Raza Muhammad Owais, Mahoto Naeem Ahmed, Hamdi Mohammed, Reshan Mana Saleh Al, Rajab Adel, Shaikh Asadullah
Department of Software Engineering, Mehran University of Engineering and Technology Jamshoro, Jamshoro, Pakistan.
Department of Computer Science, Najran University, Najran, Najran, Saudi Arabia.
PeerJ Comput Sci. 2023 Aug 29;9:e1524. doi: 10.7717/peerj-cs.1524. eCollection 2023.
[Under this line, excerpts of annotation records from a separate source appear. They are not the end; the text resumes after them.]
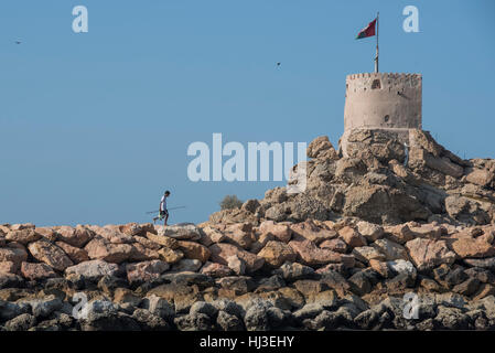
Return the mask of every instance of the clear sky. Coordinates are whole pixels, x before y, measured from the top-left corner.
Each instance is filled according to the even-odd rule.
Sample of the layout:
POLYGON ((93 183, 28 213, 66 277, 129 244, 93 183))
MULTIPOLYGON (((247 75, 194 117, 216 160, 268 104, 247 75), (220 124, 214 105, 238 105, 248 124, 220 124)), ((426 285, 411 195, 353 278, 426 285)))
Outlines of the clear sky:
POLYGON ((194 141, 306 141, 343 131, 345 76, 423 74, 423 128, 495 157, 495 1, 2 0, 0 223, 202 222, 276 182, 187 179, 194 141), (89 32, 72 30, 75 6, 89 32), (419 9, 419 33, 402 9, 419 9), (20 40, 22 44, 15 44, 20 40), (276 63, 280 62, 279 67, 276 63))

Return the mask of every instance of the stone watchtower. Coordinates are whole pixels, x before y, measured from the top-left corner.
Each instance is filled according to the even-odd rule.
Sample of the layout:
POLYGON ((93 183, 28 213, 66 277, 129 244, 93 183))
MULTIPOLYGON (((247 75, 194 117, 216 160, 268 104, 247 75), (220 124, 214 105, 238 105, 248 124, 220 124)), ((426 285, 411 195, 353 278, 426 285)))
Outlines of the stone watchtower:
POLYGON ((348 75, 345 85, 344 135, 354 129, 381 129, 409 140, 409 129, 421 129, 420 74, 366 73, 348 75))

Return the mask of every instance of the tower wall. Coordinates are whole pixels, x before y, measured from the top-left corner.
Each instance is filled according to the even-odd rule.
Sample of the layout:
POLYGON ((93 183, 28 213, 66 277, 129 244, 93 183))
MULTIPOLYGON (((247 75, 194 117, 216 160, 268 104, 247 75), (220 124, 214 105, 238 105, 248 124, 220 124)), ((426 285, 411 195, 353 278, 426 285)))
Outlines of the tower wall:
POLYGON ((346 77, 344 129, 421 129, 420 74, 365 73, 346 77))

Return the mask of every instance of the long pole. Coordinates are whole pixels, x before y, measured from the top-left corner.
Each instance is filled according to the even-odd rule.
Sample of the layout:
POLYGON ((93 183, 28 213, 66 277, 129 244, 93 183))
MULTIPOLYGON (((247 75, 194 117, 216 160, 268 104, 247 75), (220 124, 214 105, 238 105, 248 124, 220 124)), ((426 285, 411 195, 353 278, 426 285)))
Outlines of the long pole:
POLYGON ((376 14, 376 56, 375 56, 375 72, 378 72, 378 25, 379 25, 379 18, 380 13, 377 12, 376 14))

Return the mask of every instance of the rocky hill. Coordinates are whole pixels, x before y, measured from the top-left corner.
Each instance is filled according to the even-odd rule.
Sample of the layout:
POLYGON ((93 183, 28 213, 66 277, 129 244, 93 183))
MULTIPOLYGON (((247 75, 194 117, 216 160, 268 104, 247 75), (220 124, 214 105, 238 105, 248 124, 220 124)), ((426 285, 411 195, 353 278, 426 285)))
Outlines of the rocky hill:
POLYGON ((198 225, 1 225, 0 330, 493 330, 495 161, 409 140, 316 138, 305 192, 198 225))

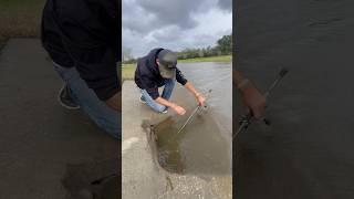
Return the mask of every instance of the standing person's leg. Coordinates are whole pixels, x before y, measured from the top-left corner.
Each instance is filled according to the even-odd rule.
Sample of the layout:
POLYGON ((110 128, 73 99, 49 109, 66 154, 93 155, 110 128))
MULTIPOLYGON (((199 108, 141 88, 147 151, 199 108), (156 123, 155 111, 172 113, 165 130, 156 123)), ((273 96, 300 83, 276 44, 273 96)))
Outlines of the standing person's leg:
POLYGON ((121 114, 102 102, 93 90, 80 77, 75 67, 62 67, 54 63, 54 69, 71 91, 71 96, 81 109, 83 109, 106 133, 121 138, 121 114))

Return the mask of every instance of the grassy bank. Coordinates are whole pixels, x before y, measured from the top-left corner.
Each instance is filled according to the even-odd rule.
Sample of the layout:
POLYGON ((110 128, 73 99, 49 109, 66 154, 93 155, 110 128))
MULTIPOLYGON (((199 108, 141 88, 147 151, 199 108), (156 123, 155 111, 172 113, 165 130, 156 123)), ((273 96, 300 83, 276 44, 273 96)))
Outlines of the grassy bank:
POLYGON ((232 62, 231 55, 196 57, 188 60, 178 60, 179 63, 196 63, 196 62, 232 62))
POLYGON ((0 52, 9 38, 40 35, 45 0, 0 0, 0 52))
MULTIPOLYGON (((198 63, 198 62, 232 62, 231 55, 225 56, 210 56, 210 57, 197 57, 188 60, 178 60, 179 63, 198 63)), ((136 64, 123 64, 122 66, 122 78, 133 80, 136 64)))

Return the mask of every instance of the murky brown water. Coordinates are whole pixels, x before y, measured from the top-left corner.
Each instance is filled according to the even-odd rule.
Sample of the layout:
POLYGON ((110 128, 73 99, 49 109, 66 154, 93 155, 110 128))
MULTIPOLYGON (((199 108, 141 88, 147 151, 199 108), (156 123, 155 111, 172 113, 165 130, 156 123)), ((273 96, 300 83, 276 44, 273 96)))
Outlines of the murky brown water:
POLYGON ((207 107, 200 108, 179 134, 178 129, 197 106, 185 88, 176 87, 171 101, 183 105, 187 109, 186 115, 177 116, 170 111, 168 116, 156 114, 152 117, 152 123, 157 123, 153 130, 157 137, 158 163, 170 172, 205 177, 230 175, 231 64, 179 64, 179 69, 200 92, 212 92, 208 95, 207 107))

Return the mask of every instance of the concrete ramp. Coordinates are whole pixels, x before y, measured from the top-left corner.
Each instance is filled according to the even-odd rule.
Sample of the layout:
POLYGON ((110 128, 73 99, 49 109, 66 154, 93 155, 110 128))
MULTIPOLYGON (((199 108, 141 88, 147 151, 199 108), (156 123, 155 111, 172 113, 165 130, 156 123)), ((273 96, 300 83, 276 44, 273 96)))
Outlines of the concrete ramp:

The use of offensive terms in user-generated content on different social media platforms is one of the major concerns for these platforms. The offensive terms have a negative impact on individuals, which may lead towards the degradation of societal and civilized manners. The immense amount of content generated at a higher speed makes it humanly impossible to categorise and detect offensive terms. Besides, it is an open challenge for natural language processing (NLP) to detect such terminologies automatically. Substantial efforts are made for high-resource languages such as English. However, it becomes more challenging when dealing with resource-poor languages such as Urdu. Because of the lack of standard datasets and pre-processing tools for automatic offensive terms detection. This paper introduces a combinatorial pre-processing approach in developing a classification model for cross-platform (Twitter and YouTube) use. The approach uses datasets from two different platforms (Twitter and YouTube) the training and testing the model, which is trained to apply decision tree, random forest and naive Bayes algorithms. The proposed combinatorial pre-processing approach is applied to check how machine learning models behave with different combinations of standard pre-processing techniques for low-resource language in the cross-platform setting. The experimental results represent the effectiveness of the machine learning model over different subsets of traditional pre-processing approaches in building a classification model for automatic offensive terms detection for a low resource language, , Urdu, in the cross-platform scenario. In the experiments, when dataset D1 is used for training and D2 is applied for testing, the pre-processing approach named Stopword removal produced better results with an accuracy of 83.27%. Whilst, in this case, when dataset D2 is used for training and D1 is applied for testing, stopword removal and punctuation removal were observed as a better preprocessing approach with an accuracy of 74.54%. The combinatorial approach proposed in this paper outperformed the benchmark for the considered datasets using classical as well as ensemble machine learning with an accuracy of 82.9% and 97.2% for dataset D1 and D2, respectively.
不同社交媒体平台上用户生成内容中使用冒犯性词汇是这些平台主要关注的问题之一。冒犯性词汇会对个人产生负面影响,这可能导致社会和文明行为的退化。以更高速度生成的海量内容使得人工对其进行分类和检测冒犯性词汇变得不可能。此外,自动检测此类术语对自然语言处理(NLP)来说是一个公开挑战。对于像英语这样的高资源语言已经做了大量努力。然而,在处理像乌尔都语这样的低资源语言时,挑战变得更大。因为缺乏用于自动检测冒犯性词汇的标准数据集和预处理工具。本文介绍了一种组合预处理方法,用于开发跨平台(推特和YouTube)使用的分类模型。该方法使用来自两个不同平台(推特和YouTube)的数据集来训练和测试模型,该模型经过训练以应用决策树、随机森林和朴素贝叶斯算法。所提出的组合预处理方法用于检查在跨平台设置中,机器学习模型在低资源语言的不同标准预处理技术组合下的表现。实验结果表明,在为低资源语言乌尔都语构建跨平台场景下自动检测冒犯性词汇的分类模型时,机器学习模型在传统预处理方法的不同子集上具有有效性。在实验中,当使用数据集D1进行训练并使用D2进行测试时,名为停用词去除的预处理方法产生了更好的结果,准确率为83.27%。同时,在这种情况下,当使用数据集D2进行训练并使用D1进行测试时,停用词去除和标点去除被视为更好的预处理方法,准确率为74.54%。本文提出的组合方法在使用经典机器学习和集成机器学习方面优于所考虑数据集的基准,数据集D1和D2的准确率分别为82.9%和97.2%。